Airtel Kenya Ltd.
- Company type: Subsidiary
- Industry: Telecommunications
- Area served: Kenya
- Products: Mobile telephony Broadband Internet services
- Parent: Airtel Africa
- Website: www.airtelkenya.com

= Airtel Kenya =

Kenyan telecommunications services provider

Airtel Kenya Ltd., a subsidiary of Airtel Africa (owned by Bharti Airtel), is the second largest telecommunications services provider in Kenya after Safaricom PLC. It has a customer base of over 21 million subscribers of the total 68.9 million subscribers in the Kenyan market equivalent to 30.4% market share. Airtel market share has been rising steadily over the last few years.

Airtel Kenya previously operated as Kencell, Celtel, and Zain before rebranding to Airtel in November 2010.

As of 2024 its CEO is Ashish Malhotra.

== History ==
In 2010, Bharti Airtel acquired Zain Africa's business for $10.7 billion.
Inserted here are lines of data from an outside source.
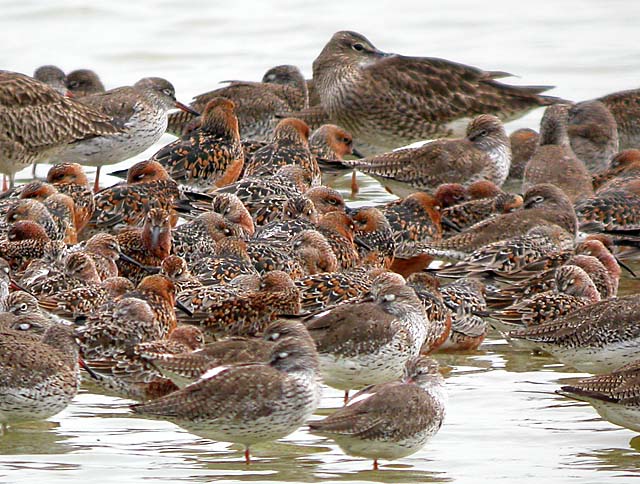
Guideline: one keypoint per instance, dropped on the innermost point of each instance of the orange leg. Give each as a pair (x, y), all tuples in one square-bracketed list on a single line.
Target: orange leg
[(354, 184), (96, 184)]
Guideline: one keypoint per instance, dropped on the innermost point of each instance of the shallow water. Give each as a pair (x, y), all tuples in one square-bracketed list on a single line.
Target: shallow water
[(503, 422)]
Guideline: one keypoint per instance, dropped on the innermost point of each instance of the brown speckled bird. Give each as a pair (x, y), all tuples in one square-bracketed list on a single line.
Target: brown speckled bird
[(39, 376), (331, 142), (544, 204), (554, 161), (524, 143), (39, 122), (375, 237), (234, 212), (79, 270), (625, 108), (282, 89), (83, 82), (414, 218), (593, 133), (148, 185), (210, 155), (390, 100), (26, 241), (147, 246), (483, 154), (614, 395), (31, 209), (250, 314), (229, 260), (85, 300), (465, 298), (468, 213), (623, 164), (198, 237), (427, 288), (290, 146), (139, 111), (573, 289), (70, 179), (130, 375)]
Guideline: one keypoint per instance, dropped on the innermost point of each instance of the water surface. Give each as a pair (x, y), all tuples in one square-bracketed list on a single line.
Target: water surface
[(503, 423)]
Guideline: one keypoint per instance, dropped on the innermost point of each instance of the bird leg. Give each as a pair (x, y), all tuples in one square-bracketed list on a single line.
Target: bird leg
[(96, 184), (354, 184)]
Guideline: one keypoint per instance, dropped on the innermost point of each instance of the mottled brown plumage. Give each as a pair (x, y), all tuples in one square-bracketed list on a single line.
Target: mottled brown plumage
[(625, 108), (148, 185), (70, 179), (148, 245), (210, 155), (290, 146), (554, 160), (593, 133), (483, 154), (282, 89), (39, 122), (388, 100)]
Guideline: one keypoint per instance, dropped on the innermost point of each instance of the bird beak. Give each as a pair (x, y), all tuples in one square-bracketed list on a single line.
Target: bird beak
[(86, 367), (150, 269), (186, 108), (155, 235), (625, 267), (356, 153), (184, 308), (445, 222)]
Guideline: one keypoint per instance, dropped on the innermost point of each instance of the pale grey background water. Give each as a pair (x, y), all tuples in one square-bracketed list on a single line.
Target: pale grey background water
[(503, 423)]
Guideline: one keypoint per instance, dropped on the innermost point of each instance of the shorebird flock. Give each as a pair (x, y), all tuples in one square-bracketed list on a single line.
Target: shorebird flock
[(222, 284)]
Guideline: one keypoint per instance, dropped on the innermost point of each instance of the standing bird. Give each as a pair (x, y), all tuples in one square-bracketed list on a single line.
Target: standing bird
[(139, 111), (614, 395), (39, 123), (290, 146), (283, 88), (554, 161), (38, 378), (390, 420), (593, 133), (484, 154), (247, 403), (389, 100), (83, 82)]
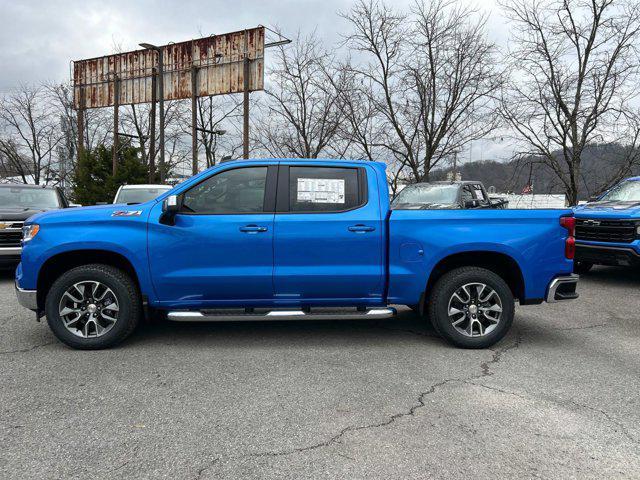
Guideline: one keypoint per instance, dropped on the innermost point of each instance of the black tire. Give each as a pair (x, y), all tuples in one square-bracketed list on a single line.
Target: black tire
[(443, 291), (582, 267), (125, 291)]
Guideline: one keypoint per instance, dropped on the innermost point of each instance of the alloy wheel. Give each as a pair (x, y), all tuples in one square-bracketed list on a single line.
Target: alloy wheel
[(475, 309), (89, 309)]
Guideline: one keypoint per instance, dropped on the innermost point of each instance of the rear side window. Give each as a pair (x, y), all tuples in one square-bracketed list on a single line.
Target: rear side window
[(234, 191), (325, 189)]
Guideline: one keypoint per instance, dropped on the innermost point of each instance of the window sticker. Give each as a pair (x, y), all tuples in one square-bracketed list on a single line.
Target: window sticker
[(321, 190)]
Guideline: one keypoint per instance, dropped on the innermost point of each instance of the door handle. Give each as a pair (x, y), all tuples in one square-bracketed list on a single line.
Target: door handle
[(253, 229), (361, 228)]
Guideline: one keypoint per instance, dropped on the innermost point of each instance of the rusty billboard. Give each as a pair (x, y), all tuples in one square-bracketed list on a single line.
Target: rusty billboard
[(218, 62)]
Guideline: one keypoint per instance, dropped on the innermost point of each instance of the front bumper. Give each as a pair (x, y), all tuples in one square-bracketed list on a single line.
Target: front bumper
[(562, 288), (607, 255), (10, 256), (27, 298)]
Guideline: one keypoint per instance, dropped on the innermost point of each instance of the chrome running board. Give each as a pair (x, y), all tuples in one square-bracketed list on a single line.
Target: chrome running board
[(272, 315)]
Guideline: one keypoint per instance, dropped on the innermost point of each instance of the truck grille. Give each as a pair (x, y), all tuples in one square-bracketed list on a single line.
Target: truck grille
[(10, 233), (599, 230)]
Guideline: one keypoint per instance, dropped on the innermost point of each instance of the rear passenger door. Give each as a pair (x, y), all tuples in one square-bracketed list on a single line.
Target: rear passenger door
[(328, 236)]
The acquisition deal covered Zain operations in 15 countries including Kenya but excluding Sudan and Morocco. The deal increased Bharti Airtel's overall customer base to 180 million subscribers, including the 131 million subscribers it had in India in April 2010.

In the acquisition deal, Zain received $7.9 billion in cash, with Bharti Airtel assuming $1.7 billion of consolidated debt obligations.

In 2018, it was announced that Airtel Kenya was considering a merger with Telkom Kenya. Airtel Kenya backed out of the talks in June 2018.